Apple always emphasizes treating all developers equally in the App Store – no matter how big or how small. In the course of the large-scale proceedings between Epic Games and the iPhone manufacturer, internal e-mails have now appeared again, suggesting a different approach. For example, the streaming giant Netflix is ​​said to have received special treatment from the app store team, reports the IT blog The Verge after reviewing the documents from the Epic vs Apple process.

It’s supposed to be early on “unique arrangement” between Apple and Netflix have given, through which the video service only had to pay 15 instead of the usual 30 percent commission on subscription fees. Reduced rates are now part of Apple’s official app store rules for video services. But the deal with Netflix is ​​significantly older. Apple is said to have tried the 15 percent rule for the service in 2018 extendwhich existed well before the so-called “Apple Video Partner Program”.

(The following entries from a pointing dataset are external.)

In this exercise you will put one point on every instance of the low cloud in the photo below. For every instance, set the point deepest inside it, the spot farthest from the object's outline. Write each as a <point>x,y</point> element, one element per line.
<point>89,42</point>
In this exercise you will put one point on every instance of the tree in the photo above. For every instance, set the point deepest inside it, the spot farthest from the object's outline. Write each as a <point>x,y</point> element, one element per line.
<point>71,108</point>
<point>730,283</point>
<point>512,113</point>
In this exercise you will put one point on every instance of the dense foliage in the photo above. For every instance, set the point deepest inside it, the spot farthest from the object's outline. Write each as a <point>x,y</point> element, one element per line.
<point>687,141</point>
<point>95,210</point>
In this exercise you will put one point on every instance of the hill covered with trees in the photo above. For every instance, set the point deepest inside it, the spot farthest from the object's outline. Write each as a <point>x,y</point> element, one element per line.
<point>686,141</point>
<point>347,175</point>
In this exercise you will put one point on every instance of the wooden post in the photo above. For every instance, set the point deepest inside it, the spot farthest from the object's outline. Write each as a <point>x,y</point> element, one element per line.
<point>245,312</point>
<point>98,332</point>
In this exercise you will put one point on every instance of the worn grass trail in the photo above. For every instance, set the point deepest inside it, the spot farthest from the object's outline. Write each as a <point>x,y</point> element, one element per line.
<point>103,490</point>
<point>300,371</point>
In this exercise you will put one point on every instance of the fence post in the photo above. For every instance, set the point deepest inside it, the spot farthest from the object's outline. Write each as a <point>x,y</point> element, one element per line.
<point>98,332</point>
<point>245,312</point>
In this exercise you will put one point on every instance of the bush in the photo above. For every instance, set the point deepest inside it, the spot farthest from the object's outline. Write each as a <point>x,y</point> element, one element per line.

This in turn shows that Apple was ready at an early stage to conclude special agreements with major customers that were not available to small developers who continued to dutifully pay their 30 percent commission in the first year of subscription per user.

More from Mac & i

More from Mac & i

More from Mac & i

The internal Apple emails also show that the company has considered enabling so-called sideloading on the iPhone. This allows users not only to get apps from the App Store, but also to use the web and other ways to install programs on their iPhone. Apple officially prevents this – in contrast to Google for Android, for example. Most recently, Apple boss Tim Cook even had one Interview claims sideloading is a “back door”. This could be used by attackers to gain access to the system, as can be seen in ransomware attacks on PCs.

But as early as 2009 – a year after the App Store was launched – Apple is said to have considered whether to “ever allow developers to sell their apps themselves and bypass our store”. As early as May 2008, the then CEO Steve Jobs released a language regulation on how the iPhone should report when an app is installed via a different route than the App Store. Interestingly, Jobs preferred a prompt that did not indicate that the app did not come from the App Store.